Коля улыбнулся, показав сверкающие крепкие зубы, и в ответ предложил закурить. Алексей отказался, потому что, хоть он и был уже вымыт и чисто выбрит, на коже его все еще чувствовался аромат духов Антонины. Ему это нравилось, и он не хотел забивать этот запах никотином. Расставание с ней далось ему тяжело, у него как будто что-то сдвинулось внутри — Алексей не знал, увидит ли ее снова.
— Привет. Спасибо. — Коля принял напитки и со смаком отпил водки. Кружку пива он обхватил ладонями. — Так что это за гад, который у тебя деньги стырил?
Алексей чуть наклонился вперед.
— Так мы договорились?
— Да. Я получаю половину того, что верну тебе.
— Если не обманешь.
— Не беспокойся, я не вор. Мои друзья тоже. — Коля многозначительно кивнул в сторону группы мужчин в грубых водительских робах.
Взгляды у всех одинаково хмурые, неприветливые. Алексей подумал бы дважды, прежде чем связываться с ними. Оставалось надеяться, что Вышнев тоже так подумает.
— Итак, — Коля хлебнул пива, — как его зовут?
— Михаил Вышнев, это лагерный…
— Я знаю его. Худой, как рыба сушеная, и трубку курит.
— Да, это он. Сволочь.
Коля вдруг резко откинулся на спинку стула и отпил половину кружки пива.

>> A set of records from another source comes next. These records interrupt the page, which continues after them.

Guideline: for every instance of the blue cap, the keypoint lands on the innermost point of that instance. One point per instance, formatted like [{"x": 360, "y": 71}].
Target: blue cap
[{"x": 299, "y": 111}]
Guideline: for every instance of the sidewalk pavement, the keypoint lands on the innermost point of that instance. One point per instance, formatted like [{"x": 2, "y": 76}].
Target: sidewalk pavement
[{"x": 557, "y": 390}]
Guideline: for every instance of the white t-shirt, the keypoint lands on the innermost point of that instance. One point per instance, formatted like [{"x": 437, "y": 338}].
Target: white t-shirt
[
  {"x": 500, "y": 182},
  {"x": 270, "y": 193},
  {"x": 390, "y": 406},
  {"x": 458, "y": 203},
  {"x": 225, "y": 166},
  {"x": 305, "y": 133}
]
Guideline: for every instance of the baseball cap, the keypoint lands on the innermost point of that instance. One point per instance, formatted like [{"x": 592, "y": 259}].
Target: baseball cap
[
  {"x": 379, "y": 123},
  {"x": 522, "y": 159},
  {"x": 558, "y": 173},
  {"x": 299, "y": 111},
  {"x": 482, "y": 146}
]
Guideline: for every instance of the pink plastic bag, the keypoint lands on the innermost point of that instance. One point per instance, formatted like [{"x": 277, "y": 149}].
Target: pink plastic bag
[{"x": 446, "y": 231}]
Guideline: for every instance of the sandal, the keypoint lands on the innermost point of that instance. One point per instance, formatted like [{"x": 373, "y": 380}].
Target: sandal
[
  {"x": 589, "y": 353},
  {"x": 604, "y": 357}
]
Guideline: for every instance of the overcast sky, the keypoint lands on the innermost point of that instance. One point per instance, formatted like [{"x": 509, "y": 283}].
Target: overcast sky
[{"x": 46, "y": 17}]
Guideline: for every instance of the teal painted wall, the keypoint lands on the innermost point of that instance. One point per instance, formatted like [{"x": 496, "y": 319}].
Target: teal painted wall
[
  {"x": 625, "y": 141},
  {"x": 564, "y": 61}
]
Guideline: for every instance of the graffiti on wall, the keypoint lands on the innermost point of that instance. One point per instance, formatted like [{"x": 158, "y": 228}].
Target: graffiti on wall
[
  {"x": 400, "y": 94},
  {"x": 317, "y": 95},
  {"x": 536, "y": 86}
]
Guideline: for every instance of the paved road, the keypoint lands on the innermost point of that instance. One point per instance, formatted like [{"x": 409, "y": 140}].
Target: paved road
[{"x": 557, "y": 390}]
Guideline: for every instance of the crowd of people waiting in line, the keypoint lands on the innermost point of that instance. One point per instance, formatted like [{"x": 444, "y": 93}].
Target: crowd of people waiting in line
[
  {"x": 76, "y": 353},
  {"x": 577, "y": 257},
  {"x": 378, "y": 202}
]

— Этот кусок дерьма слинял.
— Слинял?
— Несколько недель назад он завалился сюда, купил всем выпить и сказал, что уезжает в Одессу. Там, мол, начнет жить со своими деньгами…
— С моими деньгами, — внес уточнение Алексей. — И поедет он не в Одессу. У него хватит ума замести следы.
— Вот гад.
— Похоже, мы оба в убытке.
— Вот гад, — угрюмо повторил Коля, как будто потеря денег затормозила работу его мозга.
Алексей выпил водки. Что еще ему оставалось делать? Разве что разгрохать стакан о стол. Какое-то время Серов сидел молча и неподвижно. Мысли его разбегались в разные стороны и снова сталкивались.
— Коля, ты куда в следующий раз груз везешь?
— В Новгород.
— Когда?
— Послезавтра.
— Тогда увидимся послезавтра. На вашей стоянке. Будь пораньше. — Алексей бросил на стол свои последние копейки. — Купи друзьям выпивку от меня.
Он поднялся и, выйдя на улицу, произнес вслух ненавистное имя: Михаил Вышнев. Тут же сплюнул в канаву, чтобы избавиться от него.
Алексей зашагал, сначала медленно, позволяя снегу оседать на коже, потом быстрее, скользя по обледеневшему тротуару. В голове начало проясняться. Двадцать четыре часа. Двадцать четыре драгоценных часа, чтобы чувствовать на своей коже ее запах, чтобы снова ощутить на себе вес ее тела и увидеть взгляд ее задумчивых карих глаз, который проникал в самые темные и холодные места внутри него. Впереди показались яркие огни гостиницы имени Ленина.